Vivre est essentiellement vivre de la vie d’autrui : vivre dans et à travers la vie que d’autres ont su construire ou inventer. Il y a une sorte de parasitisme, de cannibalisme universel, propre au domaine du vivant. (Page 19)
Respirer signifie savourer le monde. Et le monde est pour tout être vivant et pour tout objet ce qui se donne à travers et grâce au souffle. Le monde à la saveur du souffle. Si tout esprit fait monde, c’est parce que tout acte de respiration n’est pas la simple survivance de l’animal qui est en nous, mais la forme et la consistance du monde dont nous sommes la pulsation. (Page 96)

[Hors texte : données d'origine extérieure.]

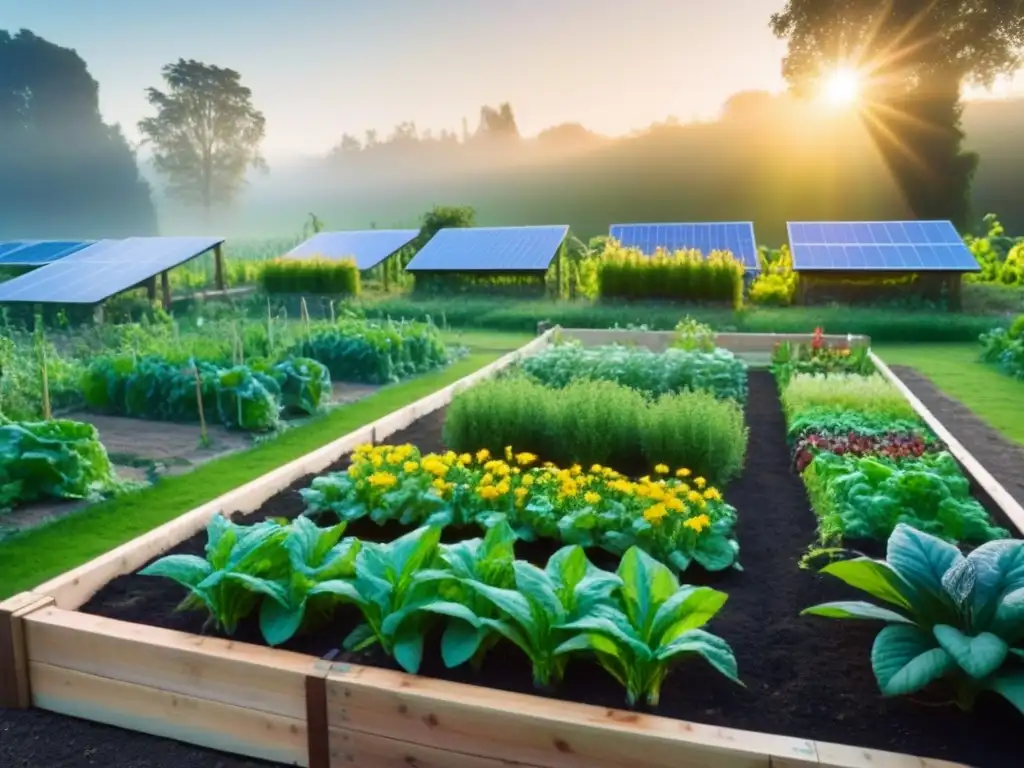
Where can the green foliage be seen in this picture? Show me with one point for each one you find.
(776, 283)
(868, 497)
(880, 324)
(718, 371)
(867, 394)
(600, 422)
(243, 564)
(694, 430)
(693, 336)
(355, 350)
(57, 459)
(652, 624)
(684, 275)
(313, 275)
(953, 621)
(153, 388)
(1005, 349)
(677, 518)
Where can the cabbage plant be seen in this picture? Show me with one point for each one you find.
(950, 619)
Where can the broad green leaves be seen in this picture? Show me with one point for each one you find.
(957, 620)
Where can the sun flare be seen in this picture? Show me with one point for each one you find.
(842, 87)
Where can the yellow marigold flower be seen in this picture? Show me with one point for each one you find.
(654, 514)
(382, 479)
(488, 493)
(697, 523)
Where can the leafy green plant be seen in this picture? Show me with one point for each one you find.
(867, 498)
(866, 394)
(243, 565)
(544, 601)
(317, 559)
(310, 275)
(396, 600)
(652, 624)
(951, 620)
(57, 459)
(677, 370)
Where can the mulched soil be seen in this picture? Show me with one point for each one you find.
(808, 678)
(1001, 457)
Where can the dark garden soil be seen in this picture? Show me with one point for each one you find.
(808, 678)
(1001, 457)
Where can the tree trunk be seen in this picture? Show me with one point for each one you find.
(920, 137)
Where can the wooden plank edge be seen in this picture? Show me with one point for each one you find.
(213, 725)
(205, 668)
(15, 688)
(993, 487)
(75, 587)
(537, 731)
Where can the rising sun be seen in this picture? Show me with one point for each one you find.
(842, 87)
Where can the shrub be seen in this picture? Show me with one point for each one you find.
(57, 459)
(866, 394)
(867, 497)
(719, 372)
(312, 275)
(600, 422)
(683, 275)
(356, 350)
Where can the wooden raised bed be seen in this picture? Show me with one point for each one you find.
(295, 709)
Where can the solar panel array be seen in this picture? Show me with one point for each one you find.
(735, 237)
(38, 252)
(498, 249)
(879, 246)
(368, 248)
(103, 269)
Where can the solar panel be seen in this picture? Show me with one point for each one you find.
(38, 252)
(369, 247)
(497, 249)
(102, 269)
(735, 237)
(879, 246)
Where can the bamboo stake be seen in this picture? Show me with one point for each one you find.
(204, 438)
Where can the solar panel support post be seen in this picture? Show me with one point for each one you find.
(218, 267)
(165, 291)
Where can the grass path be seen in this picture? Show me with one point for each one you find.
(996, 398)
(38, 555)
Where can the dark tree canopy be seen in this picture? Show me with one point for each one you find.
(64, 173)
(915, 54)
(206, 132)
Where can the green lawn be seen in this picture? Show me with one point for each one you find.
(38, 555)
(955, 370)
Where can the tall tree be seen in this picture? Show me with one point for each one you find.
(914, 55)
(206, 132)
(64, 173)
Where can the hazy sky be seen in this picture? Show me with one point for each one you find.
(318, 68)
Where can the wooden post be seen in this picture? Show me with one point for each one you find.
(165, 290)
(218, 267)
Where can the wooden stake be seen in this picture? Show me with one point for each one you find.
(204, 438)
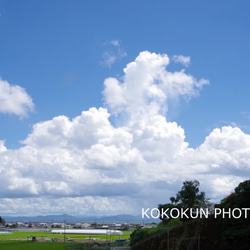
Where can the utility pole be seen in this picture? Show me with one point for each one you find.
(168, 237)
(199, 241)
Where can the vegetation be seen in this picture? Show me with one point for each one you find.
(187, 198)
(202, 233)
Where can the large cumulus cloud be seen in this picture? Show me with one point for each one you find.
(132, 162)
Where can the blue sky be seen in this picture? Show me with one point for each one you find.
(56, 58)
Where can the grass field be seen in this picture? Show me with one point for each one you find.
(47, 241)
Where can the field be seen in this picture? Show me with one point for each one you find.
(47, 241)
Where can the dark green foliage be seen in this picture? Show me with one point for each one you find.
(207, 233)
(236, 232)
(2, 221)
(188, 197)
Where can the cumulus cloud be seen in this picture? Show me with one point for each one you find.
(14, 100)
(99, 167)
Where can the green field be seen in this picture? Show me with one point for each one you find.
(47, 241)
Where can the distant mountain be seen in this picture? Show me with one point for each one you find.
(122, 218)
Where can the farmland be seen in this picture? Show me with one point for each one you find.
(46, 240)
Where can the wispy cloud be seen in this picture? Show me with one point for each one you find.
(113, 53)
(184, 60)
(14, 100)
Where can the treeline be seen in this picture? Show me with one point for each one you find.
(229, 229)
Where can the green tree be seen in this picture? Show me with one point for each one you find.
(189, 197)
(2, 221)
(236, 231)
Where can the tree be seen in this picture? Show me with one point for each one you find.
(236, 231)
(2, 221)
(187, 198)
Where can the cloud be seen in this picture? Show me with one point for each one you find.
(184, 60)
(14, 100)
(113, 54)
(89, 164)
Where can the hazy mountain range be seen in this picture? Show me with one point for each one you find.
(122, 218)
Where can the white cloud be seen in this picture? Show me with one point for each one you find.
(90, 164)
(14, 100)
(113, 54)
(184, 60)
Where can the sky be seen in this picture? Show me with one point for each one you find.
(107, 107)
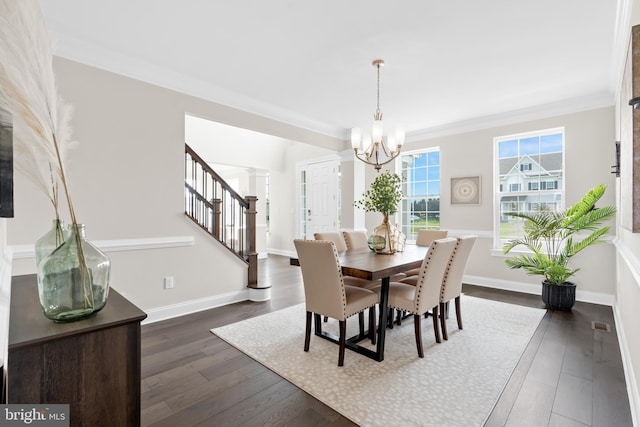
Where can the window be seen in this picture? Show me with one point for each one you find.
(420, 206)
(533, 161)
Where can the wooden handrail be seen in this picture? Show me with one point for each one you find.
(219, 210)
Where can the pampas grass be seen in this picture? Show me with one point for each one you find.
(40, 117)
(28, 93)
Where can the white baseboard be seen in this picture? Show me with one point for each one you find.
(5, 298)
(528, 288)
(193, 306)
(629, 375)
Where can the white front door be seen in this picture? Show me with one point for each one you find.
(321, 197)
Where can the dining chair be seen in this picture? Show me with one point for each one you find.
(452, 281)
(341, 246)
(355, 240)
(425, 295)
(326, 293)
(334, 236)
(424, 238)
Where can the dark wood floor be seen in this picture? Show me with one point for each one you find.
(569, 375)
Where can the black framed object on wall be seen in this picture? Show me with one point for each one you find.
(6, 171)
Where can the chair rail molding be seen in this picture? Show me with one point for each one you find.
(120, 245)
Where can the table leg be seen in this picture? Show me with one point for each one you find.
(384, 313)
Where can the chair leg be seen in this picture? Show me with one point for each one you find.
(416, 325)
(307, 332)
(436, 329)
(458, 314)
(372, 324)
(443, 321)
(342, 341)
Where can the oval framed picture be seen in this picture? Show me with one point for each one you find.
(465, 191)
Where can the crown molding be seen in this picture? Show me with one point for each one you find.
(621, 41)
(112, 61)
(568, 106)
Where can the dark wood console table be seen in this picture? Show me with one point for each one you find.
(92, 364)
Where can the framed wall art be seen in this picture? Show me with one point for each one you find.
(465, 191)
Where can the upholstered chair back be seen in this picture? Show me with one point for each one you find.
(432, 273)
(452, 282)
(425, 237)
(322, 276)
(334, 237)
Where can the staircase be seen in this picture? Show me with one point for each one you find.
(225, 215)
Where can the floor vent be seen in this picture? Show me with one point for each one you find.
(599, 326)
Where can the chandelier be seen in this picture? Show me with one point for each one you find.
(379, 150)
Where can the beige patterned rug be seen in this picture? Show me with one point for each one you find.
(456, 384)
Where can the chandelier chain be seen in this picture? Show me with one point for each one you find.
(378, 96)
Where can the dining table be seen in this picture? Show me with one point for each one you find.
(370, 265)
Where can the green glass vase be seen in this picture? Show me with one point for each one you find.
(50, 241)
(74, 278)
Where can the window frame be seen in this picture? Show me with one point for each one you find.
(398, 167)
(542, 181)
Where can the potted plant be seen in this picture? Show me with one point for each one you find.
(550, 238)
(383, 196)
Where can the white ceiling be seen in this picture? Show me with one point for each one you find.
(309, 62)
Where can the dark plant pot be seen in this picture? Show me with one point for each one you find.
(559, 297)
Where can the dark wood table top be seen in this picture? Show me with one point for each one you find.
(371, 266)
(28, 325)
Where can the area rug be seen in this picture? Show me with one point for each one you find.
(456, 384)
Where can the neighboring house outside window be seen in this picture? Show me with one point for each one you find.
(420, 207)
(529, 178)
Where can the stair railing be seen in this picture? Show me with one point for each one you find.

Le souffle est la première activité de tout vivant supérieur, la seule qui peut prétendre se confondre avec l’être. C’est le seul travail qui ne nous fatigue pas, le seul mouvement qui n’a pas d’autre fin que lui-même. Notre vie commence avec un (premier) souffle et se terminera avec un (dernier) souffle. Vivre c’est : respirer et embrasser en son propre souffle toute la matière du monde. (Page 74)
Grâce aux fleurs, la vie végétale devient le lieu d’une explosion
inédite de couleurs et de formes, et de conquête du domaine des
apparences.
[…]
Les formes et les apparences ne doivent pas communiquer du sens
ou du contenu, elles doivent mettre en communication des êtres dif-
férents.
La raison est une fleur.
[…]
La fleur est la forme paradigmatique de la rationalité : penser,
c’est toujours s’investir dans la sphère des apparences, non
pour en exprimer une intériorité cachée, ni pour parler, dire
quelque chose, mais pour mettre en communication des êtres
différents.
Notre corps n'est que l'archive de ce que le soleil offre à la terre.
Faire de la Terre un corps céleste, c'est rendre à nouveau contingent le fait qu'elle représente notre habitat. Elle n'est pas habitable par définition, ainsi que la plupart des astres.
L'origine de notre monde n'est pas un événement, infiniment distant dans le temps et dans l'espace, à des millions d'années lumières de nous-elle ne se trouve pas non plus dans un espace dont nous avons plus aucune trace. L'origine du monde est saisonnière, rythmique, caduque comme tout ce qui existe. Ni substance ni fondement, elle n'est pas plus dans le sol que dans le ciel ; mais à mi-distance entre l'un et l'autre. Notre existence n'est pas en nous, - mais en dehors, en plein air. Elle n'est pas quelque chose de stable ou d'ancestrale, un astre aux dimensions démesurées, un dieu, un titan. Elle n'est pas unique. L'origine de notre montre ce sont les feuilles : fragiles, vulnérables et pourtant capables de revenir revivre après avoir traversé la mauvaise saison.